The demolition of the New Haven Coliseum in New Haven, Connecticut

Large buildings, tall chimneys, smokestacks, bridges, and increasingly some smaller structures may be destroyed by building implosion using explosives. Imploding a structure is very fast—the collapse itself only takes seconds—and an expert can ensure that the structure falls into its own footprint, so as not to damage neighboring structures. This is essential for tall structures in dense urban areas.

Any error can be disastrous, however, and some demolitions have failed, severely damaging neighboring structures. One significant danger is from flying debris, which, when improperly prepared for, can kill onlookers.

Another dangerous scenario is the partial failure of an attempted implosion. When a building fails to collapse completely the structure may be unstable, tilting at a dangerous angle, and filled with un-detonated but still primed explosives, making it difficult for workers to approach safely.

A third danger comes from air overpressure that occurs during the implosion. If the sky is clear, the shock wave, a wave of energy and sound, travels upwards and disperses, but if cloud coverage is low, the shock wave can travel outwards, breaking windows or causing other damage to surrounding buildings.

Controlled implosion, being spectacular, is the method that the general public often thinks of when discussing demolition; however, it can be dangerous and is only used as a last resort when other methods are impractical or too costly. The destruction of large buildings has become increasingly common as the massive housing projects of the 1960s and 1970s are being leveled around the world. At 439 ft and 2200000 sqft, the J. L. Hudson Department Store and Addition is the tallest steel framed building and largest single structure ever imploded.

=== Preparation ===

It takes several weeks or months to prepare a building for implosion. All items of value, such as copper wiring, are stripped from a building. Some materials must be removed, such as glass that can form deadly projectiles, and insulation that can scatter over a wide area. Non-load bearing partitions and drywall are removed. Selected columns on floors where explosives will be set are drilled and high explosives such as nitroglycerin, TNT, RDX, or C4 are placed in the holes. Smaller columns and walls are wrapped in detonating cord. The goal is to use as little explosive as possible so that the structure will fail in a progressive collapse, and therefore only a few floors are rigged with explosives, so that it is safer due to fewer explosives, and costs less. The areas with explosives are covered in thick geotextile fabric and fencing to absorb flying debris. Far more time-consuming than the demolition itself is the clean-up of the site, as the debris is loaded into trucks and hauled away.

== Deconstruction ==

An alternative approach to demolition is the deconstruction of a building with the goal of minimizing the amount of materials going to landfills. This "green" approach is applied by removing the materials by type material and segregating them for reuse or recycling. With proper planning this approach has resulted in landfill diversion rates that exceed 90% of an entire building and its contents in some cases. It also vastly reduces the CO_{2} emissions of the removing of a building in comparison to demolition.

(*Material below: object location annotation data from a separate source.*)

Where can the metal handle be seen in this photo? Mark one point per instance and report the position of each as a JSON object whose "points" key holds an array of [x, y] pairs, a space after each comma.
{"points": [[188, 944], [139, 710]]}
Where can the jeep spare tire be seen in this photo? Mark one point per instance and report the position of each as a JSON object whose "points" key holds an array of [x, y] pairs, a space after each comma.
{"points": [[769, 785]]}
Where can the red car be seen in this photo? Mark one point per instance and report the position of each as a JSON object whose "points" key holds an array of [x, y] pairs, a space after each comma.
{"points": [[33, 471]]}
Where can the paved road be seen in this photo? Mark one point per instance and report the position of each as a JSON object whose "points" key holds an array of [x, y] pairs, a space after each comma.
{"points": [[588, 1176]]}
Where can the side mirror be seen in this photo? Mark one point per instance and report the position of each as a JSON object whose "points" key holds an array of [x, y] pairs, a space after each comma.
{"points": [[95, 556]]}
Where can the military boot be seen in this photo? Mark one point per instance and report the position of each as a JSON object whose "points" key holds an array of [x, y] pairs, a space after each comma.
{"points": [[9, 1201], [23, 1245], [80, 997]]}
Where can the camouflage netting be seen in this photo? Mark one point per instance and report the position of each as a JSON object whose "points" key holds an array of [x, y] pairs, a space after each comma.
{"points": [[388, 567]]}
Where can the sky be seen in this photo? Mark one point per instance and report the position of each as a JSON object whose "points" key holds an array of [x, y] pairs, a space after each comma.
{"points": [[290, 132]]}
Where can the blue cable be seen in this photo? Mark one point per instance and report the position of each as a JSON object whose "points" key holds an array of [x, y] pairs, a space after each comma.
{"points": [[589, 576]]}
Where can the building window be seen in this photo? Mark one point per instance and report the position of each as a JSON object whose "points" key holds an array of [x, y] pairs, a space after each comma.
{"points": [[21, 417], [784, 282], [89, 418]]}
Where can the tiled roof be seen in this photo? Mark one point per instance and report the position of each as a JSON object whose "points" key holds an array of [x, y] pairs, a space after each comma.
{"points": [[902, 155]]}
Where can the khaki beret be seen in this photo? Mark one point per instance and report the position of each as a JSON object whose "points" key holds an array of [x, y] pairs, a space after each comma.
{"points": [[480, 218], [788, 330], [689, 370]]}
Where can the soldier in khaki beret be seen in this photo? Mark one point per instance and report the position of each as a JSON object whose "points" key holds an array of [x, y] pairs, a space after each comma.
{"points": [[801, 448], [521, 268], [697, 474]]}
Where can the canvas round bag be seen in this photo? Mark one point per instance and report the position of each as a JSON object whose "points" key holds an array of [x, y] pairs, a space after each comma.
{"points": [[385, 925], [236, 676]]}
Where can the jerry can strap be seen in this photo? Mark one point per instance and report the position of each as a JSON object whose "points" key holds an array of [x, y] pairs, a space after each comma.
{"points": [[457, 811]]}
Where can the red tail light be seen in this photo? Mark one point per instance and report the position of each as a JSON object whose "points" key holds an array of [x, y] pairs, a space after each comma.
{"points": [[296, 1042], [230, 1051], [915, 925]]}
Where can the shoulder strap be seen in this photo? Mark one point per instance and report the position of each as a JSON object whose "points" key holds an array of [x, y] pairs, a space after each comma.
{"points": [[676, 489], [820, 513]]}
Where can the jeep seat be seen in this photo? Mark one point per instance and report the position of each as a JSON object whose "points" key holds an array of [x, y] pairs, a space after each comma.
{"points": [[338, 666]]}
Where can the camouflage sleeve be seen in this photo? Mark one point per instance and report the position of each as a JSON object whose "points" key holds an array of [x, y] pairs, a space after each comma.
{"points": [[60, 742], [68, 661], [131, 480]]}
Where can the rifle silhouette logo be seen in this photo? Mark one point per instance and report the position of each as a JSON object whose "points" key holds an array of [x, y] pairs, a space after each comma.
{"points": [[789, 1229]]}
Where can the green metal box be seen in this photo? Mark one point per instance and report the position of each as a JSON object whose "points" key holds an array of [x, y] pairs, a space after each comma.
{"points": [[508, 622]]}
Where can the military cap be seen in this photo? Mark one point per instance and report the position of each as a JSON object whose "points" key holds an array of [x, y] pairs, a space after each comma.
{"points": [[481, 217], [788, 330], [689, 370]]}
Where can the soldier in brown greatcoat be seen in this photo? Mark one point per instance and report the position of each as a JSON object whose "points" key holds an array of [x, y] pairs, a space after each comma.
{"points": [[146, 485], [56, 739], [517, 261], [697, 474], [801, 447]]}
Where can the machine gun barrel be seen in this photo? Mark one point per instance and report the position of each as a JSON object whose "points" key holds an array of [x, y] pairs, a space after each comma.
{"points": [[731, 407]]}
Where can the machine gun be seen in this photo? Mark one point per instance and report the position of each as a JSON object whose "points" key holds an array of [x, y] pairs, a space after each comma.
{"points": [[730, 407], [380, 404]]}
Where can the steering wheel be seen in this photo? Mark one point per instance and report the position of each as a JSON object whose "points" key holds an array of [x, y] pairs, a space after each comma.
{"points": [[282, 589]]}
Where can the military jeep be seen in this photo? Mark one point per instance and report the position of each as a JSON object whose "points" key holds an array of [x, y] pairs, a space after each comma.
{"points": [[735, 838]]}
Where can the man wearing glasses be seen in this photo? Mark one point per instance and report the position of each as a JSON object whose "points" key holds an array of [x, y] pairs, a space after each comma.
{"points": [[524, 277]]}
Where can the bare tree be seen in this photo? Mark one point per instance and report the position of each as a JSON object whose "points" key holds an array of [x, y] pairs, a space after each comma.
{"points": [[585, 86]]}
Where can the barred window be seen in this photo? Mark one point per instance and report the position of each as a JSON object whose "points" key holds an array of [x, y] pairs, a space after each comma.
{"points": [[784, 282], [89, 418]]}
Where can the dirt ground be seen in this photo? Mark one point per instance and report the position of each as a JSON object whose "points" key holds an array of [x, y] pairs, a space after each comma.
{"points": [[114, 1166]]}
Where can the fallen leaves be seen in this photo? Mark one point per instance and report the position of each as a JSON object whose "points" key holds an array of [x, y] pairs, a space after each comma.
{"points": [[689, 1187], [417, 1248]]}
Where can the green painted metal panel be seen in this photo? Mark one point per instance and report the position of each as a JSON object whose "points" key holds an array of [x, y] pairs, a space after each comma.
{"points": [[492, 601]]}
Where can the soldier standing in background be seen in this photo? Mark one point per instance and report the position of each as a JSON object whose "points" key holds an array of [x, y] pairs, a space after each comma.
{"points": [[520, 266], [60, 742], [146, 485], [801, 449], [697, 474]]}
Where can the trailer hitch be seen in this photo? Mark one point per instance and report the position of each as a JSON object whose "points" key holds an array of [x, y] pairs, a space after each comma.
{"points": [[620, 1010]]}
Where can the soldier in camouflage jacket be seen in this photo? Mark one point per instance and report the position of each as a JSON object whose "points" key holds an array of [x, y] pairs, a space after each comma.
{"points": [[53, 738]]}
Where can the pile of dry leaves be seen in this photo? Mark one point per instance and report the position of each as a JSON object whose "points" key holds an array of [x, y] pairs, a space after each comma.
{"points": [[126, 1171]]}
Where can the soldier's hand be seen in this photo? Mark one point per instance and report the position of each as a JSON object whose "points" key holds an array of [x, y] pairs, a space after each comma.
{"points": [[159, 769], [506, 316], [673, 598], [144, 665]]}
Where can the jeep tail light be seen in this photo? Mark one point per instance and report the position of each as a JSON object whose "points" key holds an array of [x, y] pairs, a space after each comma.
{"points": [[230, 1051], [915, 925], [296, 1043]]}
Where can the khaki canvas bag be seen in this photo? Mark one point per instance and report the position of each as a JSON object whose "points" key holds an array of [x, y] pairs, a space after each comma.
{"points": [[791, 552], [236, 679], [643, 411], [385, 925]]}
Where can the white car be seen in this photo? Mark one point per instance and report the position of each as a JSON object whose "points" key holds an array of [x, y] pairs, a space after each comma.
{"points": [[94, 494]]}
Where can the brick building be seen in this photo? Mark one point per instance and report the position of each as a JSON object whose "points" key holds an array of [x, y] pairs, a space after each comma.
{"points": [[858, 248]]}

The development of plant and equipment has allowed for the easier segregation of demolition waste types on site and the reuse within the construction of the replacement building. On site crushers allow the demolished concrete to be reused as type 1 crushed aggregate either as a piling mat for ground stabilization or as aggregate in the mixing of concrete.

Timber waste can be shredded using specialist timber shredders and composted, or used to form manufactured timber boards, such as MDF or chipboard.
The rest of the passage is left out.